Once they have used the modelling techniques, the team can narrow down the fuel and cladding alternatives for experiments.
“Experiments are very expensive, and they take a long time,” says Tonks. “So we can help lower the number of required experiments and make more targeted experiments that are higher value by trying things out on the computer first.”
When modelling certain materials, there is still a lot about the properties that the researchers don’t understand; however, they have been using the system for a long time, so there is a huge amount of experimental data available about how materials behave.
“That’s a big challenge: how to handle these new materials that we don’t understand very much about, especially how they behave under the radiation in a reactor,” says Tonks. “There are a lot of approximations and estimations, and then we need to compare against data to make sure that our approximations are okay.”
Nuclear materials: some possible alternatives
So far, the team has looked at a few promising materials. Tonks says two of them are lower risk but also possibly lower return.
“One of these is to take uranium dioxide and try to mix something into it that will increase the thermal conductivity,” he says. “There are a lot of potential additives that we’re looking at, and I think some of those have some good potential for very near-term returns because they’re a lot like what we know.”

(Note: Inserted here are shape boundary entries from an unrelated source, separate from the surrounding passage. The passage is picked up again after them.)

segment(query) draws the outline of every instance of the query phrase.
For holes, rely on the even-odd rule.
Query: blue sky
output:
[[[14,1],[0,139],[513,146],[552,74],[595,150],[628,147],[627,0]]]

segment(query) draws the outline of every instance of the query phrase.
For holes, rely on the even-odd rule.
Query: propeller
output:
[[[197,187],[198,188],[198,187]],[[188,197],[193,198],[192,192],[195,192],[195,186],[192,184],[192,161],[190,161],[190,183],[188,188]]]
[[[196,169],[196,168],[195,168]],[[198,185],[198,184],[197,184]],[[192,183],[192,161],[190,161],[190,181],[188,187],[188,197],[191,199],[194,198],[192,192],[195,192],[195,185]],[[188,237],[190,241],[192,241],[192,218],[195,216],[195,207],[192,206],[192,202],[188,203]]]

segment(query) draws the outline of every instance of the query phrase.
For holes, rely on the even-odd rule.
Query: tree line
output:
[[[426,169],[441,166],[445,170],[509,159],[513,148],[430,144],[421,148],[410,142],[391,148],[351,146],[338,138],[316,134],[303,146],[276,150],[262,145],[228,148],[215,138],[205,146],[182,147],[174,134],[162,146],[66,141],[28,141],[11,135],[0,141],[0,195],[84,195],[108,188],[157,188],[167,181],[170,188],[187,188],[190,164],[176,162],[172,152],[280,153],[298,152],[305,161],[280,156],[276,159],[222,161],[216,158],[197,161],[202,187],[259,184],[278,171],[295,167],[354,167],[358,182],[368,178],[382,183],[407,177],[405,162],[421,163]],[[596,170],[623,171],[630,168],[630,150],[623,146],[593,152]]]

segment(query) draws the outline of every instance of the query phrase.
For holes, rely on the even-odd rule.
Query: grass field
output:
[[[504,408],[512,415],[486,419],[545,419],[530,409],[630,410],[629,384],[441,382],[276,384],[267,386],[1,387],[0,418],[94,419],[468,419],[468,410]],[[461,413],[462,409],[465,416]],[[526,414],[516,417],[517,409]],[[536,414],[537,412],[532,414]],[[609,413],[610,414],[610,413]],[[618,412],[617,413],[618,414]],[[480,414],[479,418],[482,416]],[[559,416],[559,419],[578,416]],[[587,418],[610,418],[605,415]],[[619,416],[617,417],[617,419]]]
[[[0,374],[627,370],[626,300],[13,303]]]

They are exploring two concepts for the cladding and have high hopes for the one, although it may present problems, which Tonks says is higher risk and higher return. The idea is to switch to silicon carbide.

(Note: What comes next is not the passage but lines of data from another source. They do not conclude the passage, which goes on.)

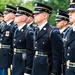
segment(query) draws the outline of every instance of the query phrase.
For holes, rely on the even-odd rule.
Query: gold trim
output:
[[[35,8],[44,8],[44,9],[46,9],[46,10],[49,10],[49,9],[47,9],[47,8],[45,8],[45,7],[35,7]],[[49,10],[50,11],[50,10]]]

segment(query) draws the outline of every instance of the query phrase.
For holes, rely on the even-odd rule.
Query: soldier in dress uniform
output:
[[[37,23],[38,28],[34,35],[35,55],[32,75],[60,75],[61,72],[63,43],[59,30],[54,29],[52,31],[52,28],[47,21],[51,12],[52,8],[50,6],[35,2],[33,13],[34,21]],[[50,74],[48,74],[48,71]]]
[[[1,27],[2,27],[2,21],[3,21],[3,12],[0,11],[0,32],[1,32]]]
[[[63,45],[64,43],[64,35],[67,34],[69,31],[70,27],[67,26],[69,22],[69,15],[66,11],[63,10],[57,10],[56,14],[56,27],[59,29],[61,36],[62,36],[62,41]],[[64,75],[65,73],[65,59],[64,59],[64,52],[62,52],[62,73]]]
[[[31,11],[23,6],[17,6],[15,14],[15,24],[18,28],[14,32],[13,38],[13,75],[23,75],[25,73],[25,59],[26,59],[26,38],[25,32],[27,30],[26,21],[30,16]]]
[[[0,23],[1,23],[1,21],[3,21],[3,12],[2,11],[0,11]]]
[[[27,19],[27,31],[25,34],[26,37],[26,71],[24,75],[31,75],[33,58],[34,58],[34,48],[33,48],[33,33],[34,33],[34,24],[33,24],[33,12],[30,12],[31,15]]]
[[[66,41],[66,72],[65,75],[75,75],[75,0],[70,0],[69,20],[72,22],[72,28],[67,34]]]
[[[16,8],[6,5],[4,11],[5,24],[2,25],[0,35],[0,75],[9,75],[10,65],[12,60],[12,33],[11,26],[13,25],[14,13]],[[8,72],[7,72],[8,70]]]
[[[69,22],[69,15],[66,11],[63,10],[57,10],[56,14],[56,27],[59,29],[60,33],[63,35],[65,31],[69,28],[68,22]]]

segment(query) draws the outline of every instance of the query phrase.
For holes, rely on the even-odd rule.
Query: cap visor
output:
[[[19,13],[16,13],[16,14],[15,14],[15,16],[20,16],[20,15],[21,15],[21,14],[19,14]]]
[[[75,10],[75,8],[68,8],[67,10]]]
[[[40,13],[40,11],[33,11],[33,14],[35,14],[35,13]]]

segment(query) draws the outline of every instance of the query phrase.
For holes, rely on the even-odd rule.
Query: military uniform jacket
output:
[[[26,49],[26,39],[25,39],[25,29],[26,25],[20,31],[14,32],[13,38],[13,51],[14,49]],[[14,53],[13,55],[13,72],[14,75],[23,75],[24,67],[23,67],[23,59],[22,53]]]
[[[48,53],[47,54],[48,57],[38,57],[38,56],[34,57],[32,75],[47,75],[48,64],[50,67],[49,68],[50,73],[52,71],[52,73],[54,73],[55,75],[56,74],[59,75],[61,68],[60,63],[61,63],[61,53],[62,53],[61,49],[62,40],[60,39],[59,32],[57,32],[56,30],[52,32],[52,37],[50,39],[49,36],[50,31],[51,27],[49,26],[49,23],[47,23],[36,36],[35,47],[34,47],[35,50]],[[53,70],[51,67],[53,68]]]
[[[71,63],[75,63],[75,31],[72,29],[67,34],[66,41],[66,62],[69,61]],[[66,63],[66,75],[75,75],[75,67],[69,67],[68,63]],[[74,65],[72,65],[74,66]]]
[[[32,64],[34,57],[34,48],[33,48],[33,24],[30,25],[30,28],[27,29],[26,33],[26,73],[31,74],[32,72]]]
[[[12,55],[12,32],[11,26],[5,25],[0,32],[0,47],[3,45],[9,45],[10,49],[0,48],[0,68],[8,68],[11,64],[11,55]]]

“It’s very strong, it has a lot of the same benefits that zirconium does, and it doesn’t corrode very much, but it can also be somewhat brittle,” he says. “That one has a huge potential to be a good idea, but it also has a few things that are game stoppers if we’re not careful.”
Fixing nuclear energy’s bad reputation
Nuclear power has a bad reputation among many people because of the accidents that have occurred during its history. However, Tonks believes new this research could give people more faith in nuclear, as long as there’s a good way of demonstrating and convincing the public that it’s becoming safer.

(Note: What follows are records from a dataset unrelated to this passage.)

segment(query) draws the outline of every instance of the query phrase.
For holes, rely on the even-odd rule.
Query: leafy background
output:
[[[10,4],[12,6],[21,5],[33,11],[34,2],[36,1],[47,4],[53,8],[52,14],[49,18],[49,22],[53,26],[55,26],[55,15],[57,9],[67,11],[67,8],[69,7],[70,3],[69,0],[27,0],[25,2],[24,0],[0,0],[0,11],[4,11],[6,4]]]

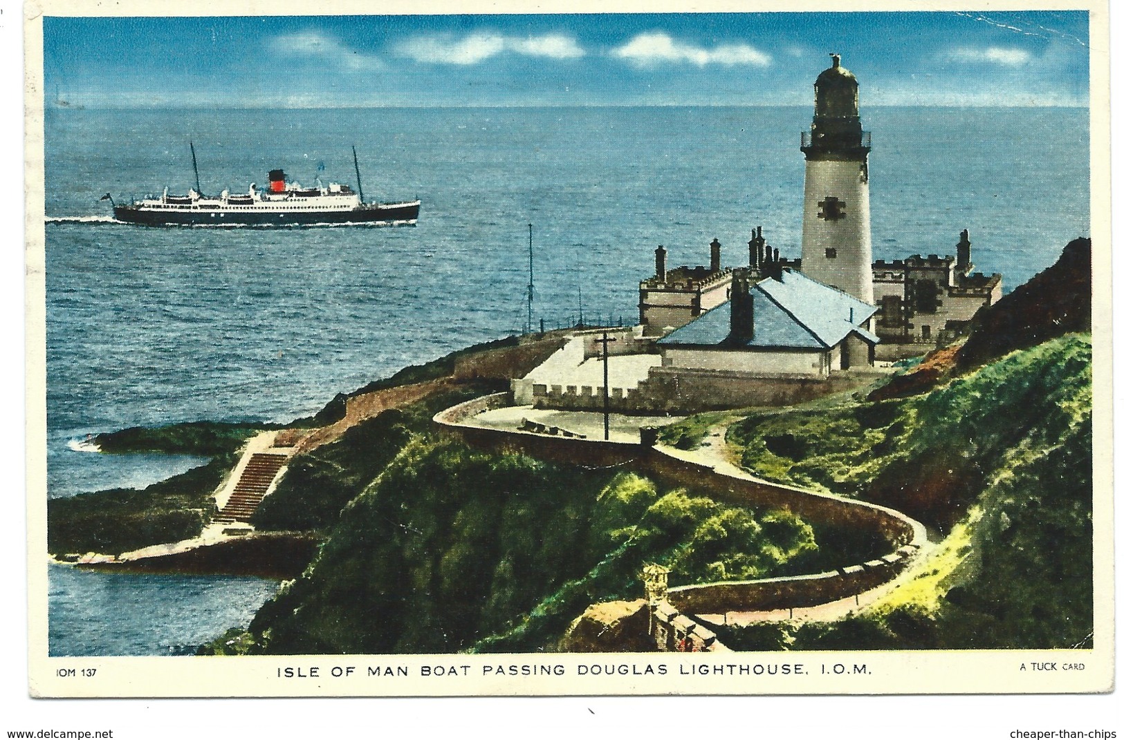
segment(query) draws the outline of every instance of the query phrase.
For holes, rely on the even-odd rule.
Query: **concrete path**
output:
[[[711,427],[706,435],[705,441],[692,450],[682,450],[673,447],[659,446],[659,450],[671,457],[689,460],[698,465],[706,465],[714,468],[716,473],[746,481],[760,483],[771,483],[764,478],[759,478],[746,472],[734,460],[737,453],[726,442],[726,432],[736,420],[731,419],[715,427]],[[834,496],[845,499],[844,496]],[[850,614],[860,613],[874,606],[878,602],[899,588],[901,585],[913,579],[914,575],[925,566],[928,556],[933,552],[932,542],[917,552],[912,563],[894,579],[860,593],[858,596],[847,596],[837,601],[817,604],[815,606],[803,606],[797,609],[778,609],[771,611],[729,611],[724,614],[696,614],[701,620],[717,624],[752,624],[755,622],[787,622],[787,621],[814,621],[831,622],[846,618]]]
[[[534,406],[504,406],[484,411],[465,420],[474,427],[518,431],[524,420],[536,421],[547,427],[558,427],[587,439],[605,439],[605,415],[596,411],[556,411]],[[682,420],[683,417],[628,417],[609,414],[609,441],[640,442],[641,427],[663,427]]]

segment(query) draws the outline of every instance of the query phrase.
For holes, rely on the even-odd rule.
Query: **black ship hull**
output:
[[[414,226],[420,202],[361,205],[346,211],[265,211],[224,208],[144,208],[117,205],[114,218],[142,226]]]

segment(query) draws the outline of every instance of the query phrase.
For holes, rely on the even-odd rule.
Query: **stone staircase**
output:
[[[219,524],[250,521],[257,505],[273,485],[278,473],[289,462],[289,455],[278,453],[254,453],[238,476],[226,505],[215,517]]]

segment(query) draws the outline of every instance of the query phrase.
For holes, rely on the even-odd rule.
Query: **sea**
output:
[[[800,249],[810,107],[74,109],[46,111],[47,490],[144,487],[201,458],[102,455],[88,435],[279,421],[529,325],[635,322],[669,265],[747,261],[751,229]],[[954,254],[1005,291],[1088,236],[1089,116],[1076,108],[874,108],[873,255]],[[415,227],[145,228],[116,202],[245,192],[270,170]],[[46,560],[46,558],[44,559]],[[49,652],[184,655],[245,625],[278,583],[48,568]]]

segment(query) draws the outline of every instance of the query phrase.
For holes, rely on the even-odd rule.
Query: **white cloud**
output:
[[[987,48],[960,47],[949,52],[949,57],[957,62],[973,64],[998,64],[1000,66],[1023,66],[1031,61],[1031,53],[1010,46],[989,46]]]
[[[336,62],[352,70],[370,70],[382,66],[382,62],[377,56],[356,52],[334,36],[317,30],[301,30],[277,36],[270,42],[270,46],[274,53],[280,55],[288,54]]]
[[[397,53],[401,56],[429,64],[477,64],[504,52],[554,60],[574,58],[586,54],[573,38],[562,34],[519,38],[477,33],[459,40],[451,36],[418,36],[402,42],[397,47]]]
[[[586,55],[584,49],[578,46],[578,42],[562,34],[528,36],[524,39],[507,39],[507,45],[513,52],[519,54],[549,56],[552,60],[572,60]]]
[[[700,46],[677,42],[661,31],[640,34],[624,46],[613,49],[611,54],[638,65],[688,62],[697,66],[707,64],[768,66],[772,62],[772,57],[749,44],[723,44],[705,49]]]

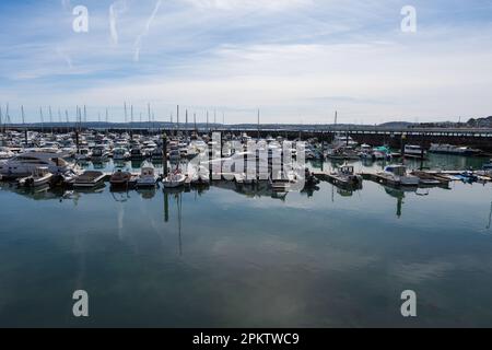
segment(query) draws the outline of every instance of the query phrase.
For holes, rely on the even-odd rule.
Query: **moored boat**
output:
[[[186,176],[179,168],[176,168],[163,179],[163,185],[165,188],[176,188],[185,185],[185,180]]]
[[[73,180],[75,188],[93,188],[103,185],[105,174],[98,171],[85,171]]]

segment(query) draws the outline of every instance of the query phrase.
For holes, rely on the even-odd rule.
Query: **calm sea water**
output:
[[[0,187],[0,326],[492,326],[491,184],[62,195]]]

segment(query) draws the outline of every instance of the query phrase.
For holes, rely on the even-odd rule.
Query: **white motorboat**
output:
[[[413,155],[413,156],[425,156],[427,152],[422,149],[420,145],[415,144],[406,144],[405,145],[405,155]]]
[[[104,145],[97,145],[92,150],[92,162],[103,162],[109,158],[109,151]]]
[[[337,167],[336,171],[331,173],[331,178],[336,185],[354,187],[362,186],[362,176],[355,174],[352,165],[344,164]]]
[[[388,165],[385,167],[385,172],[379,173],[379,175],[395,185],[418,186],[420,183],[419,177],[408,174],[405,165]]]
[[[19,185],[24,187],[39,187],[48,184],[51,178],[52,174],[48,171],[48,167],[40,166],[35,168],[31,176],[21,178]]]
[[[477,155],[481,153],[480,150],[472,149],[469,147],[458,147],[446,143],[431,143],[429,152],[443,154],[457,154],[457,155]]]
[[[157,175],[152,163],[142,164],[140,175],[137,178],[137,187],[155,187],[157,184]]]
[[[115,161],[128,161],[130,159],[130,152],[122,147],[116,148],[113,150],[113,159]]]
[[[31,176],[38,167],[47,167],[52,174],[65,174],[73,168],[62,158],[61,152],[31,150],[8,161],[0,161],[0,175],[4,177]]]
[[[163,184],[166,188],[176,188],[185,185],[186,176],[181,173],[179,168],[169,173],[166,178],[164,178]]]
[[[283,171],[270,174],[269,182],[273,191],[284,192],[291,188],[291,179]]]
[[[85,171],[73,180],[73,187],[75,188],[93,188],[104,183],[103,172]]]
[[[203,166],[203,165],[199,165],[196,170],[195,173],[191,176],[191,183],[192,184],[202,184],[202,185],[207,185],[210,183],[210,172],[209,170]]]
[[[92,152],[90,149],[80,149],[75,153],[77,161],[90,161],[92,156]]]
[[[9,148],[2,147],[0,148],[0,160],[10,160],[15,155]]]

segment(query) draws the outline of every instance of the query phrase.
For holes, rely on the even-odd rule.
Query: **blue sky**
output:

“I think that overall people are very receptive to trying to improve things, as long as they can trust that it really is being improved,” he says. “But we also have to get to the point where we can prove it, and we’re not there yet.”
Tonks is confident that once they can prove things are working better, then public trust will follow.
“I think we can really help convince the public that things are [improving]; they don’t have to have the same concerns that they may have had in the past,” he says.
In the next few years, the first round of radiation tests will be complete and the team will be able to start to analyse that data. Modelling is just one part of the programme, which involves contributors from Ohio State, MIT, Penn State, as well as Finnish institutions Aalto University and VTT Technical Research Centre working on the cladding research. The work with fuel additives will be carried out in a collaboration between MIT, University of Wisconsin-Madison, Texas A&M, Penn State, Idaho National Laboratory, AREVA, and ANATECH.
“This is a large programme with a lot of really brilliant people who are working on it across the world,” says Tonks. “I think because there are so many really good people working on this, there’s a really high potential for some very good benefits to come out of this.”